Reporter: Titis Nurdiana | Editor: Titis Nurdiana
KONTAN.CO.ID -JAKARTA. Pandemi corona atau Covid 19 membuat angka kemiskinan kembali melonjak. Data terbaru, secara bulanan, penduduk miskin naik dari 25,1 juta menjadi 26,4 juta, atau naik 9,78% di Maret 2020.
Hanya dalam tempo satu bulan, orang miskin sudah bertambah 1,3 juta. “Koefiesn gini banyak provinsi naik, ini yang harus diantipasi,” ujar Mantan Menteri Ekonomi periode 2013-2014 Chatib Basri dalam seminar daring (20/7).
Daya tahan penduduk menghadapi pandemi corona tak besar, utamanya masyarakat menegah bawah. “Itulah sebabnya, banyak masyarakat menginginkan adaptasi baru, atau istilah sebelumnya new normal,” ujar Chatib.
Hasil riset yang dilakukan Saiful Mujani Research and Consulting (SMRC) yang menyebutkan, 80% responden sepakat pemerintah melakukan transisi adaptasi baru, meski kasus Covid-19 belum menurun. Sementara sisanya 15% responden menyatakan tidak setuju adaptasi baru, mengingat ancaman Covid-19.
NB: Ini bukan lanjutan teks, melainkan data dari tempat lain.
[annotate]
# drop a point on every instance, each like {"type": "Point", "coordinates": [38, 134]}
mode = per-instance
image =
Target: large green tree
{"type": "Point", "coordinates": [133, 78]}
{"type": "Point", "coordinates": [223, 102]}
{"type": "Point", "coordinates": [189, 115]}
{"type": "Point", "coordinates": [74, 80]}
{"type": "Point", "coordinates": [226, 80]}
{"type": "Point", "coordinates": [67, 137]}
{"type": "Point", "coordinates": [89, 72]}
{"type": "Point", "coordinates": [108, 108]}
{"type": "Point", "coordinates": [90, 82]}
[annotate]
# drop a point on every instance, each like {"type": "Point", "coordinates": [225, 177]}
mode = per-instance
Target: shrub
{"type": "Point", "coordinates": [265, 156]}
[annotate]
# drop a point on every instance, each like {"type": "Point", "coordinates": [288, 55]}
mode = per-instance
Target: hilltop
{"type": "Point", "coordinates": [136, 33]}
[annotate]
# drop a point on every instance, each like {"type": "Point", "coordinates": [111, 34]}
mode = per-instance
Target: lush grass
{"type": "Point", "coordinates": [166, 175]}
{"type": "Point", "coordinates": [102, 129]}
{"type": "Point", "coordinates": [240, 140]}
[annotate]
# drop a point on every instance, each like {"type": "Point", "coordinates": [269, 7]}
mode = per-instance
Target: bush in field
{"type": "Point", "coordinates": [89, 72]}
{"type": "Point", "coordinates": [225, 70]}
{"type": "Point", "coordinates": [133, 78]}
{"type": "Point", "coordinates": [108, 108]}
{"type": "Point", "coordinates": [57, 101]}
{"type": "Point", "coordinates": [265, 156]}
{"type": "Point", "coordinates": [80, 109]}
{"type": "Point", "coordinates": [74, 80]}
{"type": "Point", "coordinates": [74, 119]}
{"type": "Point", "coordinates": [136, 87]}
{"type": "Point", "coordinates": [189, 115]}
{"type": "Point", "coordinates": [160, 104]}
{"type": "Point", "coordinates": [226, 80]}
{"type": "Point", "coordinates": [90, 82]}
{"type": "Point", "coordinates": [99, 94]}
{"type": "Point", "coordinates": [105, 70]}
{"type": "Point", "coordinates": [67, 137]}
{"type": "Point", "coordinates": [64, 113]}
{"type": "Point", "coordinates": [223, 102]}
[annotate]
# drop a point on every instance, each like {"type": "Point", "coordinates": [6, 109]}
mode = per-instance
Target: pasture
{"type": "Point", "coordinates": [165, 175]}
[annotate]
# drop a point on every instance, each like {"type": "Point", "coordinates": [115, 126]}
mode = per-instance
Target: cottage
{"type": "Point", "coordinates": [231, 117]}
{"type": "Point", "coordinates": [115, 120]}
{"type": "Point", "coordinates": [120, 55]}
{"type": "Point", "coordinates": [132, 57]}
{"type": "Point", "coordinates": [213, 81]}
“Bagi masyarakat dengan penghasilan di bawah Rp 1 juta-Rp 2 juta, tuntutan new normal harus segera agar mereka bisa mencari nafkah,” ujar Chatib. Sementara masyarakat dengan penghasilan di atas Rp 4 juta memilih adaptasi baru ditunda,” ujar dia
Itulah sebabnya, kata Chatib, ekonomi akan yang bergerak lebih dulu di masa transisi new normal adalah pasar tradisional, serta non income labor seperti warung hingga tukang ojek. “Dari sisi kesehatan, ini yang harus diantisipasi atas Covid-19,” ujar dia.
Baca Juga: Covid 19 membuat jumlah orang miskin melonjak hanya dalam hitungan bulan
Kondisi saat ini berbeda dengan tahun 1997/1998. “Banya orang kehilangan pekerjaan, aktivitas bisnis terhenti untuk atasi pandemi. “Harusnya dibayar mereka yang stay at home. Persoalan di sosial protection, khususnya lower middle income harus dikasih sosial security,” ujar dia.
Studi yang dilakukan, antara kebijakan fiskal dan moneteris, dalam kondisi saat ini menghasilkan kebijakan fiskal harus lebih dulu. “Pertanyaan selanjutkan, mana yang lebih dulu, investasi atau konsumsi? Konsumsi yang harus didorong lebih dulu,” ujar dia.
Hasil studi, konsumsi akan mendorong investasi, sebaliknya investasi belum tentu akan mendorong konsumsi. Untuk itu, kata Chatib, pemerintah harus menciptakan konsumsi. “What ever in take, missal dengan kebijakan fiskal dengan defisit 10%-12% dar GDP, “ ujar dia.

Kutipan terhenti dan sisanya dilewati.